Originally born from Excel as an add-on, Microsoft’s Power BI has since grown to stand solidly on its own, but its real strength has always been its integrations with other Microsoft applications and partner solutions. It also supports among the largest pool of data sources for analytics, reporting, data mining, and data visualization. Paul Robichaux, senior director of product management at KeepIt, called Power BI “a market leader in the business intelligence space,” which is why his company recently partnered with Microsoft to provide native backup options for reports, dashboards, workspaces, and datasets in Power BI.

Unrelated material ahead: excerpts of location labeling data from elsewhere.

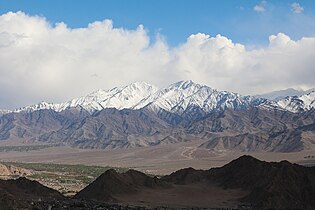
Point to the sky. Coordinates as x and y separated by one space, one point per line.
57 50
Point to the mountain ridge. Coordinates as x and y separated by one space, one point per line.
175 98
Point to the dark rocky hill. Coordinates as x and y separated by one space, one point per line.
259 184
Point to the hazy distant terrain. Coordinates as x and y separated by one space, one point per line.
141 115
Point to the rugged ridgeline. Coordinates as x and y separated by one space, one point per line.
143 115
245 183
256 184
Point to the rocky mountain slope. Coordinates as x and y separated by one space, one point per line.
244 183
259 184
10 170
140 114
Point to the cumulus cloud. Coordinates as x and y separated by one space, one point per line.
296 8
55 63
260 7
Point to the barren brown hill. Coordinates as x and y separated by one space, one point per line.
245 181
22 193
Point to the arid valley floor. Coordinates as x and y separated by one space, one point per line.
158 160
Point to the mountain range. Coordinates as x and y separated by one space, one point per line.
141 114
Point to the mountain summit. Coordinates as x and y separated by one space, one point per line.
177 98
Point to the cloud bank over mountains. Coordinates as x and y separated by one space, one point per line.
40 61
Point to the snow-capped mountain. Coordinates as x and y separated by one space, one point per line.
282 94
298 103
118 97
177 98
185 95
144 115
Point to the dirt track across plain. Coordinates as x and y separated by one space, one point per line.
162 159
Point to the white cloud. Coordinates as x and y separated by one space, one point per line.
296 8
55 63
260 7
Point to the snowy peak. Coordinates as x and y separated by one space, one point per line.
187 95
298 103
124 97
177 98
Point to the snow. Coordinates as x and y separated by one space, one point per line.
298 103
176 98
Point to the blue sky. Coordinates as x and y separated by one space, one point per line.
264 45
177 19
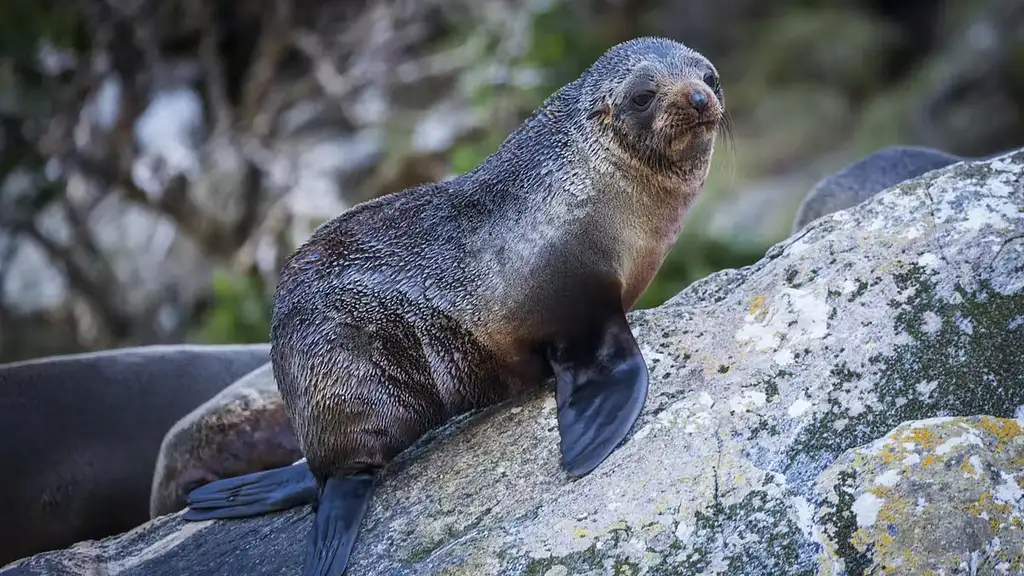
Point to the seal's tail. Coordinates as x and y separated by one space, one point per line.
339 515
253 494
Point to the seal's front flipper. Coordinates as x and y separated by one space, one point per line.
602 385
253 494
339 515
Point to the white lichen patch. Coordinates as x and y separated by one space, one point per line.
888 479
795 317
866 508
799 407
931 323
913 494
925 389
748 400
929 261
1009 492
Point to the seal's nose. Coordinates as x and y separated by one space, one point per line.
698 99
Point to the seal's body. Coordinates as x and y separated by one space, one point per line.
242 429
859 180
422 304
81 435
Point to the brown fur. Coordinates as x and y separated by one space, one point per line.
419 305
242 429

Already a strong contender in the business intelligence space, Qlik propelled itself higher with its May acquisition of Talend, bolstering its data integration, transformation, quality, and governance capabilities. And Qlik has also introduced a suite of OpenAI connectors that will help customers bring generative AI-crafted content into Qlik to support a wide range of cloud analytics and automation use cases. Dan Vesset, group vice president of data and analytics research at IDC, said in a statement that these OpenAI connectors “will provide organizations with tools to augment the ongoing work of their analysts and developers while enabling organizations to establish necessary controls and governance to fully leverage this latest technology.”
Salesforce has given its Tableau business intelligence product line a huge number of upgrades since acquiring it in 2019. Among the additions this year were a guided user experience; advanced analytics, scripting, and prediction tools; the ability for users to build dynamic dashboards, receive detailed event data, and manage user controls; a Salesforce Data Cloud Connector; multi-row calculations; Data Stories to Tableau Server, which uses AI to translate graphs, charts, and spreadsheets into natural language insights; and data mapping. Salesforce also integrated Tableau with its Slack collaboration platform and launched several AI-powered capabilities that combine personalization and automation. And now, Salesforce is building its Einstein and Einstein GPT AI engines into Tableau.
SAS’s business intelligence portfolio, long considered one of the most feature-rich in the industry, has also had a reputation for being difficult to use. The company has been actively working to overcome that flaw, and this year expanded on that effort. It also partnered with Amazon Web Services to further expand its reach through the AWS Marketplace. Mona Chadha, director of infrastructure, category management, and partner development at AWS, in a statement called SAS an “industry-leading martech solution that has been assisting marketing leaders to increase the effectiveness of marketing campaigns with AI and real-time decisions for many years.”